Advised that chemotherapy could extend his life, he decided, with his beloved wife, Janet, that they wanted to enjoy as long as possible what had been a long and happy marriage—a life private and idyllic—without affecting its quality by the ordeal of a chemo regime.

I was recovering from pneumonia. “I thought I had it bad,” I said. Typically, he became more concerned about my illness than his own. His last e-mail to me was a reply to a note I’d passed him from Doug Clark ’70:

Hi Mon Ami,

Many thanks for passing along Doug’s note. What a good guy!
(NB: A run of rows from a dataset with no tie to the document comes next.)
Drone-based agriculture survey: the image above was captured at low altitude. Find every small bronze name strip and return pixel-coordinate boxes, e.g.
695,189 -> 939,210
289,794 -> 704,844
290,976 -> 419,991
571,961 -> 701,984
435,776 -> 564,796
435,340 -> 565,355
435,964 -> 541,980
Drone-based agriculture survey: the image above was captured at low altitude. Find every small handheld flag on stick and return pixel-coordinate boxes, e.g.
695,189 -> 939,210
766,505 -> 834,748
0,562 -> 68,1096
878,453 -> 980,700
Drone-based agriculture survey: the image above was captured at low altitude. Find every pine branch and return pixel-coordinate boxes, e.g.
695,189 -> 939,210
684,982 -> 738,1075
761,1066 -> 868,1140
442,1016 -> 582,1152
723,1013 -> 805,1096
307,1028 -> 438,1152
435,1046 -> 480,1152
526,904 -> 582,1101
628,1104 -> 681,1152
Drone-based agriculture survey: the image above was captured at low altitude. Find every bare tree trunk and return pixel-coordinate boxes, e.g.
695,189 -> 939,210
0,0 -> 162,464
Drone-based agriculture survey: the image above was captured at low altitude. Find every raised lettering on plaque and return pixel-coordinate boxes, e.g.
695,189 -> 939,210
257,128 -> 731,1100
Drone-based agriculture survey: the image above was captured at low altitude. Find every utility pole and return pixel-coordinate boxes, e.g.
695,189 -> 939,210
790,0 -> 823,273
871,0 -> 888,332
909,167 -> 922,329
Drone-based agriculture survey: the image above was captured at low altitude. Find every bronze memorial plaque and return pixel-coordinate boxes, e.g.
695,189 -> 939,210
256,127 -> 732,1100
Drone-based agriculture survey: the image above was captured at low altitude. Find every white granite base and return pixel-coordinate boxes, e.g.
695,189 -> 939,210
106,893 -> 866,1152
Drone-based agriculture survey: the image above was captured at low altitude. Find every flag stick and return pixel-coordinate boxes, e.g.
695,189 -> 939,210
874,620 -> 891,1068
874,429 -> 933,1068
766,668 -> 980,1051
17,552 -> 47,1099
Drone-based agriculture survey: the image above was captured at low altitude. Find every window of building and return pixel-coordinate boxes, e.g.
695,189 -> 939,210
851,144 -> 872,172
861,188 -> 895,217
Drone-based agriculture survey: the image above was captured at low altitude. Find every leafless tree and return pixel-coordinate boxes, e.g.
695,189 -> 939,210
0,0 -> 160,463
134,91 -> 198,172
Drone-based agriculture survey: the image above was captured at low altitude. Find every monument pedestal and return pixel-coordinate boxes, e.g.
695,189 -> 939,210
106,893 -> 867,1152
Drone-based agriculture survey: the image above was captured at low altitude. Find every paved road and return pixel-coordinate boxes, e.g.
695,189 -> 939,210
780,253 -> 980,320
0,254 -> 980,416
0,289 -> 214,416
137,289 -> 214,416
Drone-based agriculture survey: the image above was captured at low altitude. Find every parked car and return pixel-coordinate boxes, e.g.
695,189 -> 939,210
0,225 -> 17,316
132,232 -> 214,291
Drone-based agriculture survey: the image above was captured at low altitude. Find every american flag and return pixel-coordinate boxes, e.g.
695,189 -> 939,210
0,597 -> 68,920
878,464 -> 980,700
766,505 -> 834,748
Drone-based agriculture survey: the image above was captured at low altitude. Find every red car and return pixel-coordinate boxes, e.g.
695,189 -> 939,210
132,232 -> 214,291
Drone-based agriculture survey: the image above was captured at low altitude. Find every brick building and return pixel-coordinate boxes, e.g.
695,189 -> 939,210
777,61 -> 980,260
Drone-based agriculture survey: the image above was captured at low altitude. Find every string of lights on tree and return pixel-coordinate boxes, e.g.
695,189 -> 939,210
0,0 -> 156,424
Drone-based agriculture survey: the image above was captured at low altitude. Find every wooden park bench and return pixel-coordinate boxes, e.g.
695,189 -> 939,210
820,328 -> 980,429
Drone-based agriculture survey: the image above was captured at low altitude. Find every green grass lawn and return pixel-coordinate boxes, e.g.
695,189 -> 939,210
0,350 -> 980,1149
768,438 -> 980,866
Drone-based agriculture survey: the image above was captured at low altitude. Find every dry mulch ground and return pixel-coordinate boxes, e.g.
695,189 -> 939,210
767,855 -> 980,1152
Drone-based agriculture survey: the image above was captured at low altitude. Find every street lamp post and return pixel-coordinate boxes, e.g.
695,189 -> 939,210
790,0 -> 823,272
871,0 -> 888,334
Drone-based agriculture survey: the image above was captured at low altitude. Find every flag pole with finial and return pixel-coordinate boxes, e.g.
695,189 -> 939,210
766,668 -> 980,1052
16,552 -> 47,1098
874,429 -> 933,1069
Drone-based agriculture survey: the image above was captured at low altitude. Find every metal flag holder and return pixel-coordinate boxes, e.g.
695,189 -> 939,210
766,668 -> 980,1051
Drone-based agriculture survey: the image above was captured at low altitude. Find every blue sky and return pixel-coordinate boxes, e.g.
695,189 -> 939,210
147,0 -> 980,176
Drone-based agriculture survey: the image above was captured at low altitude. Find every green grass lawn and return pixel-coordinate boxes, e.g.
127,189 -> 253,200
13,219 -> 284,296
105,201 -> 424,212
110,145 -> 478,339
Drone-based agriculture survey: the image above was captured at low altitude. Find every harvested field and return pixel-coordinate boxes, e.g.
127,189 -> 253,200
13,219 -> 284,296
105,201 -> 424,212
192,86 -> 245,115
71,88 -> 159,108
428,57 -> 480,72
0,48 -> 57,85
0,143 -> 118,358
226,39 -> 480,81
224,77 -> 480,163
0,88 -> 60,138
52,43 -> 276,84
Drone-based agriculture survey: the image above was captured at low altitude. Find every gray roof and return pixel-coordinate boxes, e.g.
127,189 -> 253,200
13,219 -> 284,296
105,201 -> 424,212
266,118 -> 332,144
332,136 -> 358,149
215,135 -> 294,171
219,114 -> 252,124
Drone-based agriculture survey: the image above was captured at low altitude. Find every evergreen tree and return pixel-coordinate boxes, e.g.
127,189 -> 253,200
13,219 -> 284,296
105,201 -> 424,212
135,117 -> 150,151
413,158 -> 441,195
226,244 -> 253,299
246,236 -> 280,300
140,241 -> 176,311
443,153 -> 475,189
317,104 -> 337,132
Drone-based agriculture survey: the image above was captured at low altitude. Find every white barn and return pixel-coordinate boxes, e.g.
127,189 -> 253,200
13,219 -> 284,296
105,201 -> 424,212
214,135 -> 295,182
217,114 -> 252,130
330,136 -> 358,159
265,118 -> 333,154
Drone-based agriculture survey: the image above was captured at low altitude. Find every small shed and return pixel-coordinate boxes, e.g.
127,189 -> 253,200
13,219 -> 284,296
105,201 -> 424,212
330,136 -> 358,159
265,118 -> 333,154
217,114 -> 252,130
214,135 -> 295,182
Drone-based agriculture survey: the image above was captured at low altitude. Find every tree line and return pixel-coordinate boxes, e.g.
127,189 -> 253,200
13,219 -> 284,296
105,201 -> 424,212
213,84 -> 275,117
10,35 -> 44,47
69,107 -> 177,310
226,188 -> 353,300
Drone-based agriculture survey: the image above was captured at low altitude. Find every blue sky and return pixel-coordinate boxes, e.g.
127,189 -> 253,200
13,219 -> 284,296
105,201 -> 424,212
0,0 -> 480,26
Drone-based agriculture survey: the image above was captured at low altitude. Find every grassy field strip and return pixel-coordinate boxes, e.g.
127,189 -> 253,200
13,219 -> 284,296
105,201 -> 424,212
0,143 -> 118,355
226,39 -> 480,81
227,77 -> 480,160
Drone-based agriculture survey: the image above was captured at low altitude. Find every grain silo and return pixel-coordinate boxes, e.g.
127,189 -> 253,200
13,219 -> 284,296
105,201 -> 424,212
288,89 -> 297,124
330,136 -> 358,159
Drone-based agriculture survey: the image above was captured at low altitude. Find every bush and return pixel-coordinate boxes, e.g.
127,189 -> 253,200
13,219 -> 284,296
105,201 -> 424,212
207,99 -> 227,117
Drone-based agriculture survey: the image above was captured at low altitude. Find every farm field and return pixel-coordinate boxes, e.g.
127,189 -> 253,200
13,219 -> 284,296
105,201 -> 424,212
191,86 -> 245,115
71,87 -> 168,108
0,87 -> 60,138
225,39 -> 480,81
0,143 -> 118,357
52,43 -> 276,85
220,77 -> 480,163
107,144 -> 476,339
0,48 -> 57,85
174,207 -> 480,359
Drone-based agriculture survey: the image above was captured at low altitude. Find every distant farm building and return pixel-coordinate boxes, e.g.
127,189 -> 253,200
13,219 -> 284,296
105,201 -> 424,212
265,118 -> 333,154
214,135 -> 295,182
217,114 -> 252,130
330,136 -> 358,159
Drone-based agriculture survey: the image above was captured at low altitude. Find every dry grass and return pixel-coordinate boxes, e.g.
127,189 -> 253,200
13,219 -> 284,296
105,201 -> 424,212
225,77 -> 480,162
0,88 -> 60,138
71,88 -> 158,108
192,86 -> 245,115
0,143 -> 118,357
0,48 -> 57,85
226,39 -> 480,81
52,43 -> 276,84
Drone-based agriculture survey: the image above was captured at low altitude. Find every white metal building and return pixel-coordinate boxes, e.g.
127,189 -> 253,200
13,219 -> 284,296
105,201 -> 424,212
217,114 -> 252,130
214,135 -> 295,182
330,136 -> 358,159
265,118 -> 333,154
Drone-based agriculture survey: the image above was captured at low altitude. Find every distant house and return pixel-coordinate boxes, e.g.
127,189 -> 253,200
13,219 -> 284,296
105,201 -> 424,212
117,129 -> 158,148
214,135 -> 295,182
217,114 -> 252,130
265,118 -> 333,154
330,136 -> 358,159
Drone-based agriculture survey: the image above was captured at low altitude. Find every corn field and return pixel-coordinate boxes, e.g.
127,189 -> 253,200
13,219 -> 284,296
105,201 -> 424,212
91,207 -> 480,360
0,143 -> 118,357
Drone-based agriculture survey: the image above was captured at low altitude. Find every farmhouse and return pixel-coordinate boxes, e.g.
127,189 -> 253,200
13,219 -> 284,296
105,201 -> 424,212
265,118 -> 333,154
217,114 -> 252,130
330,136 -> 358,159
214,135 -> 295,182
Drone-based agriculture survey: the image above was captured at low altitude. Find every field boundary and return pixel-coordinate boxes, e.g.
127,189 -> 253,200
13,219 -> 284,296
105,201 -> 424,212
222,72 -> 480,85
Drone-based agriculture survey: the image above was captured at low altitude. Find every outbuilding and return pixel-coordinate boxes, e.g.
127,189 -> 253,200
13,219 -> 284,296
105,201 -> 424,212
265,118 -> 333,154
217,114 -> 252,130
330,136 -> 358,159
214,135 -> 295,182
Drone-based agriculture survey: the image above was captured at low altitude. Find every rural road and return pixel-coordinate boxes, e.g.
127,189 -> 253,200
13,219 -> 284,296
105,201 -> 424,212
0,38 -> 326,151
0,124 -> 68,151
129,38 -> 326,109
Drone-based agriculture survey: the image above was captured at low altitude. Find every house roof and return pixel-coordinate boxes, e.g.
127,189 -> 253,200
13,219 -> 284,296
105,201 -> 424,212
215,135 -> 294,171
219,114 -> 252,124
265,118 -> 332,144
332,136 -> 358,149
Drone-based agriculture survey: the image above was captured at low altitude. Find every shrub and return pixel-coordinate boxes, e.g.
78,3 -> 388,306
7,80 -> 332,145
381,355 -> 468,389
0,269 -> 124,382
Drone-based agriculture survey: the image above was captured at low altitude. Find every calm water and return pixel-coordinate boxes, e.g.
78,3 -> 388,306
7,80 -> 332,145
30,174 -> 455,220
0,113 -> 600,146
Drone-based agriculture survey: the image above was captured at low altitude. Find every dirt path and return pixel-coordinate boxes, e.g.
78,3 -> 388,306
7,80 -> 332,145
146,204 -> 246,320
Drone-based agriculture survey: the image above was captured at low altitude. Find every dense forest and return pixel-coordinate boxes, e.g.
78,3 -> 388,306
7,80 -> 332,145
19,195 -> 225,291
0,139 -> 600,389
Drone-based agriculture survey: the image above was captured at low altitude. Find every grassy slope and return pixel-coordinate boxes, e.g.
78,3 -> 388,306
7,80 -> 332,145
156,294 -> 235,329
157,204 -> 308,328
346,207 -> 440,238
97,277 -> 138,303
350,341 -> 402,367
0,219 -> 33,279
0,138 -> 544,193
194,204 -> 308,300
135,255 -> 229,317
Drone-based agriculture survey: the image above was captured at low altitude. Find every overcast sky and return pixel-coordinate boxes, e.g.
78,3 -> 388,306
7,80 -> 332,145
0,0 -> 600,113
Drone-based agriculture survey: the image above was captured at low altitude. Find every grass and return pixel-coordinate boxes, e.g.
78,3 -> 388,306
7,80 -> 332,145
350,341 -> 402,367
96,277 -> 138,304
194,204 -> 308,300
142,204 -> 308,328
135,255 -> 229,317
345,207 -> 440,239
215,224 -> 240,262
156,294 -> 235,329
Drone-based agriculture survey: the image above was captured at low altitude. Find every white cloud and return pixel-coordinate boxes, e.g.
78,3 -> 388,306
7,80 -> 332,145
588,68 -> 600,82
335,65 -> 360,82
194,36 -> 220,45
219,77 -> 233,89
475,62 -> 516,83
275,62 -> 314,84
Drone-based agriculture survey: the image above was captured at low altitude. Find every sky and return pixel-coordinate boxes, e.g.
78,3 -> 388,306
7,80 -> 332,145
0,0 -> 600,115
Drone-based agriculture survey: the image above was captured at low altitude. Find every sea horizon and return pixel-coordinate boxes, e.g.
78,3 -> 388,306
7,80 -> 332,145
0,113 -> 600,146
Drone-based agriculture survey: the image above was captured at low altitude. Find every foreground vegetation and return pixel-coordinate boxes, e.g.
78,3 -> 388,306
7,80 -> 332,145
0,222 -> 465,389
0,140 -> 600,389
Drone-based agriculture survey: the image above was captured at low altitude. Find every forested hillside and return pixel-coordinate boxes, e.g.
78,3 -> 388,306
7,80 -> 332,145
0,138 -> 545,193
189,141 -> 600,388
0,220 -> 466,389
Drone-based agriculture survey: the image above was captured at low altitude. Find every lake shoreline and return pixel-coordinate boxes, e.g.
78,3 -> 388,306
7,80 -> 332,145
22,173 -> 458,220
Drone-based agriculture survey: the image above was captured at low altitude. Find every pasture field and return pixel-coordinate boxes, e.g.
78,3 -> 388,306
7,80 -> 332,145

His question same as mine: you now fully on the mend?

No substantive news here. Pls e-mail w/Ed med update when you get a chance...

Thanks!

Willows

PS: Here’s one of Janet's fav pix of me from back in the days when I actually (sort of) had some hair.  :-)

When I first met Willows, he indeed had hair. He looked elegant, and a little feral. I learned he was a gentleman, cored with steel, who feared nothing, not even heartbreak. Chivalry was his standard. In the end, he didn’t want sympathy, didn’t curse his luck. As usual, his concern was for another.